When president Trump announced that the progression of Coronavirus had escalated to a state of national emergency, things got real, real fast. The reactions that ensued captured the ugliest and the most beautiful parts of humanity, often within the same person over time. The initial response was largely one of self interest. Young people, working professionals and students all had important things to get done and couldn’t afford to socially isolate when they weren’t at risk of death by COVID-19. But that egocentric Western mindset didn’t stick. Instead, a different form of contagion crept in, one more often seen in collectivistic cultures, altruism

It was as if lightbulb moments were happening in a domino effect. “It isn’t just about me, if I get sick, I’ll live, but who will I infect that may not be so fortunate?” The sacrifice (social isolation for several weeks) suddenly didn’t pale in comparison to the anticipation of such survivor’s guilt. And so, cities began to shut down, hotels and restaurants began to close, taking a huge financial hit, and jobs shifted online. But the spread of altruism did stop there. It continued to grow like wildfire. 
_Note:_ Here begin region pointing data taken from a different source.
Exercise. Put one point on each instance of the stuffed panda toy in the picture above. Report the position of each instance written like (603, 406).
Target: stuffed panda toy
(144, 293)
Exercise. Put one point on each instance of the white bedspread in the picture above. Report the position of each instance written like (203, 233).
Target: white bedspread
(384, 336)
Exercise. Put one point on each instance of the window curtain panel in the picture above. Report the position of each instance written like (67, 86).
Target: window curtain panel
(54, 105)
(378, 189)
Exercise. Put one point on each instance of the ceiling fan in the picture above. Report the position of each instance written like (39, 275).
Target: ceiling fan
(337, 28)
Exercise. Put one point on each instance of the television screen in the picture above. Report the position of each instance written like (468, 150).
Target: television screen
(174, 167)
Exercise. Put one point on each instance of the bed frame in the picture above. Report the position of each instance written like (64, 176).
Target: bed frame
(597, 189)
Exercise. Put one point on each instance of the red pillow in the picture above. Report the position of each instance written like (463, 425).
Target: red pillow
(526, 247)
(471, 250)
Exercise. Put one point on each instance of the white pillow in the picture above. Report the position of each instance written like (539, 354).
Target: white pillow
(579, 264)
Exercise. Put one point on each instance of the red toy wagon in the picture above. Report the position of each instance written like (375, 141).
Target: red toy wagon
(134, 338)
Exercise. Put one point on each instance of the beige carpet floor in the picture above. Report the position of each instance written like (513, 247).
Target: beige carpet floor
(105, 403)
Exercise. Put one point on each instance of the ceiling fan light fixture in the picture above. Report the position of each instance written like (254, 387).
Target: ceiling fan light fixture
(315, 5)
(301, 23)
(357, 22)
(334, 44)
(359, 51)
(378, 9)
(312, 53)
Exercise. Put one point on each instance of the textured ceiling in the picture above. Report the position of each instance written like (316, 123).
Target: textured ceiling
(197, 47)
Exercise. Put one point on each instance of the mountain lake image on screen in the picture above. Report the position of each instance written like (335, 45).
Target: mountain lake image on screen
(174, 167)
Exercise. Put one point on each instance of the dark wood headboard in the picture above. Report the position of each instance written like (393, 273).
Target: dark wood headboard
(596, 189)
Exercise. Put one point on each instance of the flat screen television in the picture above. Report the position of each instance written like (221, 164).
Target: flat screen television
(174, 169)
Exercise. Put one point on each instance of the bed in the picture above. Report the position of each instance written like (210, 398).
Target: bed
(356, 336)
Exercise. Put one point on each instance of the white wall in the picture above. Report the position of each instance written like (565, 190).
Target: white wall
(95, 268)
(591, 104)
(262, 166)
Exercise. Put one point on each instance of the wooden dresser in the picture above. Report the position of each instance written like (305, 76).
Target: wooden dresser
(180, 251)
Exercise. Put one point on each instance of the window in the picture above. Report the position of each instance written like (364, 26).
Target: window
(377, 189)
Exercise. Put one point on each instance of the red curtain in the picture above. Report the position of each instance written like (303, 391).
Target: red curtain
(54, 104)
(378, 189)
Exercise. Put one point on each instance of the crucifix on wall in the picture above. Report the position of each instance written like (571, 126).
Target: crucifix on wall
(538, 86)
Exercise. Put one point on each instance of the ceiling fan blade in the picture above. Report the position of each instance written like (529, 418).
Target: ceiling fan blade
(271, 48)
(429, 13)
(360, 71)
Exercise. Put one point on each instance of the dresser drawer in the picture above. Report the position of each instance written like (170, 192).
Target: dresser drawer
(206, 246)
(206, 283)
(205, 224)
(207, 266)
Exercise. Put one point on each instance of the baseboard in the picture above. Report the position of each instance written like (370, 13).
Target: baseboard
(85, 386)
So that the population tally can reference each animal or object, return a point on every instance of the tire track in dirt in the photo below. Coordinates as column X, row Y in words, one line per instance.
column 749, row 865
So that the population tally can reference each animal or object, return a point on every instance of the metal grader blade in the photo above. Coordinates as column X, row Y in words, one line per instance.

The American people saw this as an opportunity to help one another survive a time filled with anxiety and uncertainty. Free online workshops and live opera recordings became available to others, insurance companies lifted the ban on reimbursement for online health services, and somehow we all became more connected despite being mandated to stand 6 feet apart. Social media, a space that often results in social withdrawal despite being predicated on social connectedness, was suddenly serving its intended purpose. 

Social media was keeping us all alive, connected, inspired and present. The little moments, like a walk with your dog or a stranger opening a door for you, became experiences to cherish. And the collective mindset shifted away from “what can I have, to what can I give.” 

And so I wonder, when the curve flattens out and COVID-19 fades into a distant memory, how can we hold onto such an incredible side of humanity and continue to live from a place of altruism?